The long-rumored Alibaba buyback is a done deal -- and it's infusing billions of dollars in cash into Yahoo's operating account. Alibaba Group signed a deal for what it is calling a "staged and comprehensive value realization plan" for Yahoo's 40 percent stake in the Chinese e-commerce giant.
Alibaba Group will first repurchase up to half of Yahoo's stake, or about 20 percent of Alibaba's fully diluted shares. That gives Yahoo about $6.3 billion in cash proceeds and as much as $800 million in newly issued Alibaba preferred stock.
"Today's agreement provides clarity for our shareholders on a substantial component of Yahoo's value and reaffirms the significance of our relationship with Alibaba," said Ross Levinsohn, interim CEO of Yahoo. "We look forward to continued collaboration with the Alibaba team on business initiatives as we explore joint opportunities for growth and benefit from Alibaba's future."
Ongoing Royalty Payments
The agreement includes a framework for Yahoo to monetize its remaining interest in Alibaba in stages. When Alibaba goes public in the future, the company will be required to either repurchase 25 percent of Yahoo's current stake at the IPO price or allow Yahoo to sell those shares in the IPO. After an IPO, Yahoo has registration rights and rights to marketing support from Alibaba to help it dispose of the remaining shares.

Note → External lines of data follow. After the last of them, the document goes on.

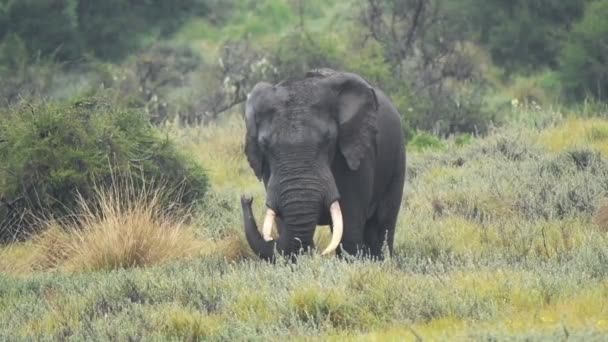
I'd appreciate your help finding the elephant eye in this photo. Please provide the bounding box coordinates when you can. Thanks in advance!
[258,136,270,148]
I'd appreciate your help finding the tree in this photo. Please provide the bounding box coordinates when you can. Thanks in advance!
[460,0,588,73]
[360,0,490,135]
[559,0,608,101]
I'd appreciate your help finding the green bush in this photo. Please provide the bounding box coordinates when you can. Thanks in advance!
[0,0,215,62]
[408,132,445,151]
[0,96,207,240]
[460,0,589,71]
[560,0,608,100]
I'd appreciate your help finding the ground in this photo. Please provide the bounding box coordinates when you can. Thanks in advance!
[0,109,608,341]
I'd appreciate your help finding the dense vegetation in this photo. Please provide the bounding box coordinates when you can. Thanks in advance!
[0,0,608,340]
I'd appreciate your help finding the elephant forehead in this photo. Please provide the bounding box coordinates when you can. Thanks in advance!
[286,79,325,106]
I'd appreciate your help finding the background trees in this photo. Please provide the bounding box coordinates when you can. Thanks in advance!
[0,0,606,129]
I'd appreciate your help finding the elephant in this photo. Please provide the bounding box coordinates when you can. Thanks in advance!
[241,68,406,260]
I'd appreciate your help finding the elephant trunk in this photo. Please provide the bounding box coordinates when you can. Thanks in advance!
[241,196,275,261]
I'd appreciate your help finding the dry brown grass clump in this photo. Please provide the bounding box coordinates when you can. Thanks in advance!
[0,180,244,274]
[593,204,608,232]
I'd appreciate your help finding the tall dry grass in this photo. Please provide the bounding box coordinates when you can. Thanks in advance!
[0,181,243,273]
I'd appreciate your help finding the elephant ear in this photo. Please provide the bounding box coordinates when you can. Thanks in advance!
[325,73,378,170]
[245,83,272,179]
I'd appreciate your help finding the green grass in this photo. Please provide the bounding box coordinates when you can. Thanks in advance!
[0,111,608,341]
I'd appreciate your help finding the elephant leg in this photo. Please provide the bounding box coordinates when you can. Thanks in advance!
[364,216,386,260]
[332,214,366,257]
[365,163,405,259]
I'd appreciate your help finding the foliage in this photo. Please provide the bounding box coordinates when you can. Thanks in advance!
[0,97,207,239]
[0,114,608,340]
[559,0,608,101]
[0,0,218,62]
[460,0,590,72]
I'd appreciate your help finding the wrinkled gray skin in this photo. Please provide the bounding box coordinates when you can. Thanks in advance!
[242,69,405,260]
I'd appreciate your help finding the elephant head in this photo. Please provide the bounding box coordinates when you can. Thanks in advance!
[244,69,378,259]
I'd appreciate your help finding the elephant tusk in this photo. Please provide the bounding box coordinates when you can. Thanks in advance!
[262,209,277,241]
[322,201,344,255]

Yahoo and Alibaba also have agreed to amend their existing technology and intellectual property licensing agreement. As part of the amendment, Yahoo is granting Alibaba a transitional license to continue to operate Yahoo China under the Yahoo brand for up to four years, and restrictions on Yahoo's ability to make other investments in China will be terminated.
Alibaba will make an up-front, lump-sum royalty payment of $550 million to Yahoo and continuing royalty payments for up to four years. In addition, Alibaba will license certain patents to Yahoo. Finally, Yahoo will keep a seat on Alibaba's board of directors.
Yahoo's Cash Infusion
We caught up with Greg Sterling, principal analyst at Sterling Market Intelligence, to get his take on the Yahoo-Alibaba deal. Sterling has been watching discussions about the rumored deal for the past year.
"This is a complex transaction that has been in the works in one form or another since Carol Bartz was in charge at Yahoo. Many investors saw Yahoo's stake in Alibaba as its most valuable asset, or one of them," Sterling told us.
As he sees it, a deal was inevitable. That, he explained, is because Alibaba's CEO Jack Ma wanted Yahoo out, and relations between the companies had deteriorated over the past couple of years. Alibaba at one point even considered trying to buy Yahoo with outside help.
"The $7 billion will be welcome, but it will be taxable, apparently, so Yahoo won't see the full amount. But it will nonetheless be a welcome infusion of cash," Sterling said.
Yahoo will still own half its stake in Alibaba after this deal is done. But those will also presumably be acquired in the near term, he said.
"Apparently, Yahoo is going to turn most of the money over to the shareholders as part of a share buyback program, so the company itself won't really get to use the money," Sterling said.